Vous êtes imposé à 30 %, avec 3 000 euros d’intérêts d’emprunt et 2 000 euros d’autres charges courantes. Sans travaux, votre revenu foncier net aurait été de 4 600 euros (9 600 – 3 000 – 2 000). Avec 32 000 euros de travaux, vous générez un déficit de 27 400 euros. En 2024, vous pourrez imputer 10 700 euros sur votre revenu global, et reporter 16 700 euros sur vos revenus fonciers des dix prochaines années. Votre économie d’impôt immédiate sera d’environ 3 210 euros (10 700 × 30 %), à laquelle s’ajoute la baisse significative de vos charges énergétiques et la revalorisation de votre bien, désormais classé D au DPE.

Comparaison avec dispositif pinel pour investissement locatif neuf

Enfin, comparons brièvement le déficit foncier avec un investissement locatif neuf sous dispositif Pinel. Supposons que vous achetiez un appartement neuf à Toulouse pour 250 000 euros, loué 9 000 euros par an, ouvrant droit à une réduction d’impôt de 12 % sur 9 ans (soit 3 333 euros par an). Les charges déductibles étant limitées (peu de travaux, charges de copropriété modérées), vos revenus fonciers restent largement positifs et seront imposés chaque année.

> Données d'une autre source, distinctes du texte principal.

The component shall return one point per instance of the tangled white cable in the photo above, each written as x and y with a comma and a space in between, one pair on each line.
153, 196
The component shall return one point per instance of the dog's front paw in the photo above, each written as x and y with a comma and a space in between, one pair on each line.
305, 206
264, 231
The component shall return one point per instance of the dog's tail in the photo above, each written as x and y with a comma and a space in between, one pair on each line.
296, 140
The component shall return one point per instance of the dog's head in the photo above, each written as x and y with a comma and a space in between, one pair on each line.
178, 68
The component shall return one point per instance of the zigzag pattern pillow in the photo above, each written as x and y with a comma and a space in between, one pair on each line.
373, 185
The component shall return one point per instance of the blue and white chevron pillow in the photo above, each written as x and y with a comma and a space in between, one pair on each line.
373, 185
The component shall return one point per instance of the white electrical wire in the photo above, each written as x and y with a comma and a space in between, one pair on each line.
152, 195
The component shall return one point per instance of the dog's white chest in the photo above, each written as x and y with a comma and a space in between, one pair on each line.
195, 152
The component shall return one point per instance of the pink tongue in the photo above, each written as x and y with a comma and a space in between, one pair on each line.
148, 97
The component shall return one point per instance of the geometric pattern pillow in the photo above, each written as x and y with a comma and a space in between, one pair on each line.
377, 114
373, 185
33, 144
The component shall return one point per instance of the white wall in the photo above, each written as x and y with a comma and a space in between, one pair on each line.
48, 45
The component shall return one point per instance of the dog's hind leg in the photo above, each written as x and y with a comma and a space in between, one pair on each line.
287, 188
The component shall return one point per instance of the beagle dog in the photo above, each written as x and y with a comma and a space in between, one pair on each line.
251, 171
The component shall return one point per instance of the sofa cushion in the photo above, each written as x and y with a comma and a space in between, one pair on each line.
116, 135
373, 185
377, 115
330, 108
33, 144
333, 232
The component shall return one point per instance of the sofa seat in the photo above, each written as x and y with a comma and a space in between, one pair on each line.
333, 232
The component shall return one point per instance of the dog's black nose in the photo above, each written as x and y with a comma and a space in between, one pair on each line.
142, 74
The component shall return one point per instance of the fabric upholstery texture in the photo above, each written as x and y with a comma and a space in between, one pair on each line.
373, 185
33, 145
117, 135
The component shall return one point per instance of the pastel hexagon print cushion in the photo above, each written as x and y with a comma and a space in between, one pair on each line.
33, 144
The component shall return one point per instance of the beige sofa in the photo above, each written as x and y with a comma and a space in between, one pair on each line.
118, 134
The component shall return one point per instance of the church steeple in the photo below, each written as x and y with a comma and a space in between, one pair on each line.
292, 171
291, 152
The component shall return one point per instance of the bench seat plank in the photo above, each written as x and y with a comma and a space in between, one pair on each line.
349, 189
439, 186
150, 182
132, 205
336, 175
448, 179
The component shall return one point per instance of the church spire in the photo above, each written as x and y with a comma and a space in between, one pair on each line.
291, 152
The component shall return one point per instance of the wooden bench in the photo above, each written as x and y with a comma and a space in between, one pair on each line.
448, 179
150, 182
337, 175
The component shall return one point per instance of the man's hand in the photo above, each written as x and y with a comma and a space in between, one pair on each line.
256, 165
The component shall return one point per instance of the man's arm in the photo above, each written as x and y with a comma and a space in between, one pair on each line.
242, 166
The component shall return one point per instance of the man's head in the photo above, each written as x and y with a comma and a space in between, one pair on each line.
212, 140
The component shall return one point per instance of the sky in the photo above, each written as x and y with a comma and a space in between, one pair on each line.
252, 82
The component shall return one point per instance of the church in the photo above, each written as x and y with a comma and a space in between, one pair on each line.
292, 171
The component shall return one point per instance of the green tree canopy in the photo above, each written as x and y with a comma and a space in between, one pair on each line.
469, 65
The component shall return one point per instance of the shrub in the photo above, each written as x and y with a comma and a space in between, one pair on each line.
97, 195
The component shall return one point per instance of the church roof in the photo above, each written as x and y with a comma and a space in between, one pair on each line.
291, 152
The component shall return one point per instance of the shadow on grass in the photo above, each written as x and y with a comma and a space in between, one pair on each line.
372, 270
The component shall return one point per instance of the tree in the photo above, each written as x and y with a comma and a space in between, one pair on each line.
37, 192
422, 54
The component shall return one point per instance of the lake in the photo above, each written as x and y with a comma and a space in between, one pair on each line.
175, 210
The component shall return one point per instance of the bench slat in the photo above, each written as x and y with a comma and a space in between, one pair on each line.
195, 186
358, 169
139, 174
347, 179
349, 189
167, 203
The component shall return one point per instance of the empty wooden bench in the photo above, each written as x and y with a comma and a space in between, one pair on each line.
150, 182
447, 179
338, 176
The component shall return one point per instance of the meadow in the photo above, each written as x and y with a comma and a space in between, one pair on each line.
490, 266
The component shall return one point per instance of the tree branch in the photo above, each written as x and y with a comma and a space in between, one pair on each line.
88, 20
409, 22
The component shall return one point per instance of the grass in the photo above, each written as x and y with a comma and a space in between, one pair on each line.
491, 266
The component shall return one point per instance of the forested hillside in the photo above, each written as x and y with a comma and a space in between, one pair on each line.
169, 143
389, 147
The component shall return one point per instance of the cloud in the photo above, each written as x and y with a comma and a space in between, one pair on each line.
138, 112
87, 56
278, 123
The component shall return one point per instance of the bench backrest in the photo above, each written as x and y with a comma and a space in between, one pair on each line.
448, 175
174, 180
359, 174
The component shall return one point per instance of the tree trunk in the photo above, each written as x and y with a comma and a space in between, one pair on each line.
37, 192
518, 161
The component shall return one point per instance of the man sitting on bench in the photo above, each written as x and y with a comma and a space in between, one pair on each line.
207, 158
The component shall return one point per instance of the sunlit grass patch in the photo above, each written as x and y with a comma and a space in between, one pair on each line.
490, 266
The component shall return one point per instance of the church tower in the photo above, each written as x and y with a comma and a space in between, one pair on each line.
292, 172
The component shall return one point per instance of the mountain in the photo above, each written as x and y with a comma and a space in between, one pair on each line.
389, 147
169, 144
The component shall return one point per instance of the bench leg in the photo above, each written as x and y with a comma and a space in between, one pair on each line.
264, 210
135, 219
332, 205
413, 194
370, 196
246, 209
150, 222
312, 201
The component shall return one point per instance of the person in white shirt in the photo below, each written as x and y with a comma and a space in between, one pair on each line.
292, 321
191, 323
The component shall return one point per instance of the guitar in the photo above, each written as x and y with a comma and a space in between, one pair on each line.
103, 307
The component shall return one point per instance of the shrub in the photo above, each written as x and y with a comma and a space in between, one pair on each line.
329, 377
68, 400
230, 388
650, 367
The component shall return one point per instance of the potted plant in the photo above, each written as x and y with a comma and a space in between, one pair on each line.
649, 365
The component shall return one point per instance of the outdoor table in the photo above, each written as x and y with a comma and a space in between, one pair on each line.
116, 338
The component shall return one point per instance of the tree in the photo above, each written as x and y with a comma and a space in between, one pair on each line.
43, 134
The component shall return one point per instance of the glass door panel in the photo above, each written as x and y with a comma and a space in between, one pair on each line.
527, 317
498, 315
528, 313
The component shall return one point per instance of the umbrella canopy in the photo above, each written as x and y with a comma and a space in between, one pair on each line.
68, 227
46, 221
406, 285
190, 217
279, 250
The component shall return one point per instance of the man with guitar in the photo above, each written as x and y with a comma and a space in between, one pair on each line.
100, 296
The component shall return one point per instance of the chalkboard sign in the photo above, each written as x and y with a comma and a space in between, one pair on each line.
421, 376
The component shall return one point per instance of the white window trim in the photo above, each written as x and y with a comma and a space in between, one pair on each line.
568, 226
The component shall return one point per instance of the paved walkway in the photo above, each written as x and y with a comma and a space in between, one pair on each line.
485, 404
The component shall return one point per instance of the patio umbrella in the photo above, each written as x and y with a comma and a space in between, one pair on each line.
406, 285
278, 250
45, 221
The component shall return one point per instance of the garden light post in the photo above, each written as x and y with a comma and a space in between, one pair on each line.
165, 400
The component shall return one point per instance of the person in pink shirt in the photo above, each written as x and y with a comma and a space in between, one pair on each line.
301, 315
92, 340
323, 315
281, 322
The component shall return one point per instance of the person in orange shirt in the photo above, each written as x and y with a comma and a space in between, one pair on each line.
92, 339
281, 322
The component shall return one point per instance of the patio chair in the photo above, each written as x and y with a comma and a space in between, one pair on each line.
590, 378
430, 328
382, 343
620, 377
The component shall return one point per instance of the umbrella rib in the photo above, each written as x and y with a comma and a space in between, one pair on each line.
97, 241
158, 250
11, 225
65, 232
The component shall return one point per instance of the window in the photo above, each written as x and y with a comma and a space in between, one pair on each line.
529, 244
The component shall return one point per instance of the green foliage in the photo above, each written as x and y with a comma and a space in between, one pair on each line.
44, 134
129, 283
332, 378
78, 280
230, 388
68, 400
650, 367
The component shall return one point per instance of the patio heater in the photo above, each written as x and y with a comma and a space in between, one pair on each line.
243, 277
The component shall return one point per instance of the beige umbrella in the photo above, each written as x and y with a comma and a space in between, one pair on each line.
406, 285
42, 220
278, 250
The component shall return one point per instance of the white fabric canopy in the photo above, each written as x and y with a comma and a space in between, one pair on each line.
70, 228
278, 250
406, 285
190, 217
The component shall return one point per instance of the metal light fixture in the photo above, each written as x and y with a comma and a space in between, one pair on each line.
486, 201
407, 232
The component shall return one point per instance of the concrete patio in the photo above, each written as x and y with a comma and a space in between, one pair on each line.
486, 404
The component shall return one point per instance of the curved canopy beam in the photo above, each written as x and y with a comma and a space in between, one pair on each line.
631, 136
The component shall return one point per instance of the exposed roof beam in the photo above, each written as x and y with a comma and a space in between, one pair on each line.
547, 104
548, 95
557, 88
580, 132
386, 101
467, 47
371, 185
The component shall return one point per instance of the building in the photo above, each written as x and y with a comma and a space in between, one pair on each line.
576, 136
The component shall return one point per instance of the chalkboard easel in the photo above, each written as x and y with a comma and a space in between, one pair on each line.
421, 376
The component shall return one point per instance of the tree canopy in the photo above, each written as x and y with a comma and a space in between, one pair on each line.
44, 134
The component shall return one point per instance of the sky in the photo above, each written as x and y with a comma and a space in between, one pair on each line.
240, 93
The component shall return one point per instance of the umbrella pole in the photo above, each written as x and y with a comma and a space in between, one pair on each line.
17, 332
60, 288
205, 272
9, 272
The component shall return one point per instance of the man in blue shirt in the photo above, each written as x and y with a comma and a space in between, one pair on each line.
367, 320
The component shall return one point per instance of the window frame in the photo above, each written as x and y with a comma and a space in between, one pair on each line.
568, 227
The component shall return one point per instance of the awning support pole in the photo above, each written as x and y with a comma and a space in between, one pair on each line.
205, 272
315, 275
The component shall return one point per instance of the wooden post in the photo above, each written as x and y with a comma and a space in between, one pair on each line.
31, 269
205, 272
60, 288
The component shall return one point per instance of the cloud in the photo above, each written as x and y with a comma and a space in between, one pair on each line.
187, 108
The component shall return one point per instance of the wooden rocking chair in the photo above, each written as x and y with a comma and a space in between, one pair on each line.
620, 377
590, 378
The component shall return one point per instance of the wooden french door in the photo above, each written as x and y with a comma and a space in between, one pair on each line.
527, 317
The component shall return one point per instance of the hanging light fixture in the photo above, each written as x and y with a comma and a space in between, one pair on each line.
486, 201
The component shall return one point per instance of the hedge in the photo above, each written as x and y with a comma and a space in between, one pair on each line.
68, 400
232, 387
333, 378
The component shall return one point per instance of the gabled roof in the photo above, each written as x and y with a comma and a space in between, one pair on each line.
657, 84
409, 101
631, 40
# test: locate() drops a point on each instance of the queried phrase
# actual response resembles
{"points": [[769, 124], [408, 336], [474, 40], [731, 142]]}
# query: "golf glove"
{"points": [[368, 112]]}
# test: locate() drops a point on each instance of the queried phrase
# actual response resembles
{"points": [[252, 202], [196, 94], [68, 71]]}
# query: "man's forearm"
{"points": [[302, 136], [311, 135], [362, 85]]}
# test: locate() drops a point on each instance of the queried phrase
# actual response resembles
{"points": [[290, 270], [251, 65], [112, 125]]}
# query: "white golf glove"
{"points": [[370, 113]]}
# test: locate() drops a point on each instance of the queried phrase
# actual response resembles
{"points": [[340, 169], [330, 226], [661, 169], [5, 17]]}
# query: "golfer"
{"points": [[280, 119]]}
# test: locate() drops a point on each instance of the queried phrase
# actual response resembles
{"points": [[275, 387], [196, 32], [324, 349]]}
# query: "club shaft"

À l’inverse, un investissement de montant comparable dans un bien ancien à rénover, générant le même niveau de loyers mais nécessitant 60 000 euros de travaux, pourrait créer un déficit foncier important et annuler vos revenus fonciers pendant plusieurs années, tout en offrant une économie d’impôt immédiate potentiellement supérieure pour les TMI élevées. Le Pinel offre une visibilité et une simplicité intéressantes, mais il est soumis au plafonnement global des niches fiscales de 10 000 euros, contrairement au déficit foncier. En 2024, dans un contexte de fin progressive du Pinel et de durcissement des normes énergétiques, le déficit foncier apparaît plus que jamais comme une alternative stratégique pour les investisseurs orientés vers l’immobilier ancien et la rénovation.